Thirdly, we need enhanced research and development on bladder and bowel conditions and their treatment. That does not necessarily mean vastly increasing spending; it could mean looking at how resources could be better prioritised. We cannot diagnose, treat and rehabilitate, or look into future medical interventions, if there is limited research.

Fourthly—this recommendation is from Dr Ashish Pradhan, chair of the British Society of Urogynaecology —can the Minister commit to banning misleading advertisements that send the wrong message? Products subject to no regulation are advertised, and patients are told to live with their symptoms.

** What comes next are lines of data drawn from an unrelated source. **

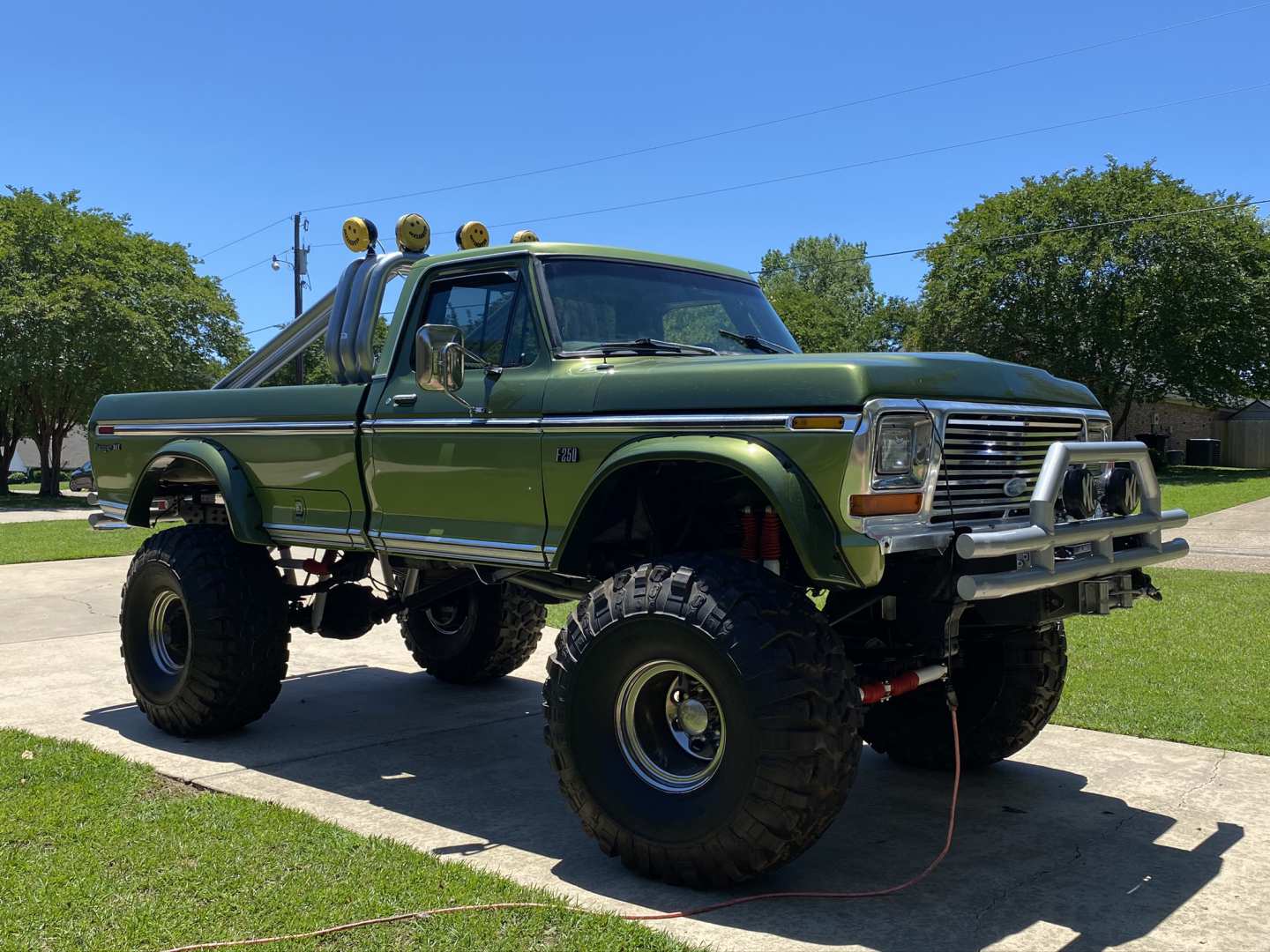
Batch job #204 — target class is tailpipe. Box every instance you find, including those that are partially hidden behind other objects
[860,664,949,704]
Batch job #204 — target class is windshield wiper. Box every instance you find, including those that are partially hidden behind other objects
[719,328,794,354]
[565,338,719,357]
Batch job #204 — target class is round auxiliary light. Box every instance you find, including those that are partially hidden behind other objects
[396,212,432,254]
[340,214,380,251]
[1063,465,1099,519]
[1102,465,1142,516]
[455,221,489,250]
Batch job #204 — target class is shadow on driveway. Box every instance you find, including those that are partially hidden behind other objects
[85,666,1244,949]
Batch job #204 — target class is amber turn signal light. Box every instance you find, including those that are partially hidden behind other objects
[790,416,846,430]
[851,493,922,516]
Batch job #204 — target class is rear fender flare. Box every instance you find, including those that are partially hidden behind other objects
[124,439,273,545]
[551,435,858,585]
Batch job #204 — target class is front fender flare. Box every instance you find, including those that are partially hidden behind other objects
[124,439,273,545]
[551,434,860,585]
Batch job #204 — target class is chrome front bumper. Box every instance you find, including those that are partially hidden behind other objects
[956,443,1190,602]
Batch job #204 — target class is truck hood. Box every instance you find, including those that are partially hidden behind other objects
[579,353,1099,413]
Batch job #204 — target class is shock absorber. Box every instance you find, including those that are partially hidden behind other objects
[762,507,781,575]
[741,505,758,562]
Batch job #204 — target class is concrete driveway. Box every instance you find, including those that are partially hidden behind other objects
[1175,497,1270,572]
[0,559,1270,949]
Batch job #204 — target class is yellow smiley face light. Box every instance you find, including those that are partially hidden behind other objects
[340,214,380,251]
[455,221,489,251]
[396,212,432,254]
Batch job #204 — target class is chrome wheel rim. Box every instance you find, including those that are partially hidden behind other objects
[146,589,190,674]
[614,660,728,793]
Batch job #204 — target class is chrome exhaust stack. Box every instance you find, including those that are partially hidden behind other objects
[212,216,427,390]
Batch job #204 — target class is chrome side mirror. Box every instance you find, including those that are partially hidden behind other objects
[414,324,465,393]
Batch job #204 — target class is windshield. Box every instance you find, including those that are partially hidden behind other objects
[542,257,797,354]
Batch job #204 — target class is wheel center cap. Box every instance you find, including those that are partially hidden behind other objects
[678,697,710,736]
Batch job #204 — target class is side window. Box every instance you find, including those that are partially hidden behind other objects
[412,271,539,367]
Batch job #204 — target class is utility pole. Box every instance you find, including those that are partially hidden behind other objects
[291,212,309,384]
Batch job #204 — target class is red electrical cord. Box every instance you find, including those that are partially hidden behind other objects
[167,702,961,952]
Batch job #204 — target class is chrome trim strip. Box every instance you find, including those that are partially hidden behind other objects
[364,416,542,433]
[542,413,790,428]
[105,420,357,436]
[370,529,542,552]
[370,531,546,566]
[265,522,362,539]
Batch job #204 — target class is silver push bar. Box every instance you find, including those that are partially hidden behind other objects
[956,443,1190,602]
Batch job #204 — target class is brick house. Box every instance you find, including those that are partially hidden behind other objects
[1117,396,1270,467]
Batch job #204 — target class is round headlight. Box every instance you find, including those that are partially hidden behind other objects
[1063,465,1099,519]
[1102,465,1142,516]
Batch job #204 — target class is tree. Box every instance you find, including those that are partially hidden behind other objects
[758,234,912,353]
[0,187,246,495]
[907,158,1270,430]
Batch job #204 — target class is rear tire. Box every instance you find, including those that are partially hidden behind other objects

Fifthly, I have a recommendation from a patient I met, Leanne. Could we have a one-stop shop in which all services are under one roof, care that is closer to home, and cheaper incontinence products? They are exempt from VAT if they are purchased for personal use, or use by a registered charity, but what if they are purchased by care homes?

Those are my five demands, backed by experts—five things that will ensure real progress. I look forward to the Minister’s response. Lastly, let me say this to men, women, young people and children listening to this debate: you are not alone, and there is no shame. This subject is often surrounded by silence. It is a subject that people do not want to talk about, or do not know about, and that the NHS does not do enough about. That ends now, and it ends here.